Not to mention the huge medical legal ramifications for a so-called “missed lesion”. The test in this country has greatly limited usefulness because radiologists don’t want to overlook anything that might be construed as an early cancer.
Yes, when the government pokes it’s nose into health care and medical issues, the politics will outweigh the valid science.
I read mammograms, breast US, did breast biopsies and needle localizations for 25 years. Luckily for the last 5 years I have not had do mammography/breast imaging.
Mammograhy is not a very good test; it has a high false positive rate and a moderate false negative rate – even in the best hands. Unfortunately, it is the best we have for screening – at this point. There is also MRI, which is probably too expensive to be a screening test and tomo-synthesis, which is just getting started and expensive too.
Because of unrealistic expectations, the medical-legal risks of doing breast imaging are out of control. In virtually every case of an interval detection of a tumor (means a woman has been getting screened and cancer is detected on subsequent exams) an “expert” can go back and see it on the prior image. You can imagine what that means.

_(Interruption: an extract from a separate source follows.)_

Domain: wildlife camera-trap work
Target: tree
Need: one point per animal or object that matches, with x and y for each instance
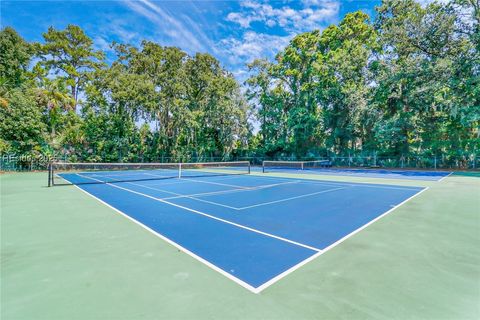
(69, 54)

The whole field has been out of control for many years. There now exists a
“Mammography/Industrial Complex” that is the most sacred of sacred cows. Research spending on Breast Cancer is many multiples of spending on prostate cancer despite similar incidence and mortality. Speak against this sacred cow and you will be labeled as a horrible sexist, chauvinist, etc. (Watch the comments to this posting)
And of course some members of my own field (Radiology) have drunk the KoolAid too. And the fact that there is money to be made isn’t irrelevant to their concerns.
We would be a whole lot better if we just turned down the volume on Breast Cancer from 11 (reference to “Spinal Tap”) to a more reasonable number. Don’t hold your breath waiting for this to happen.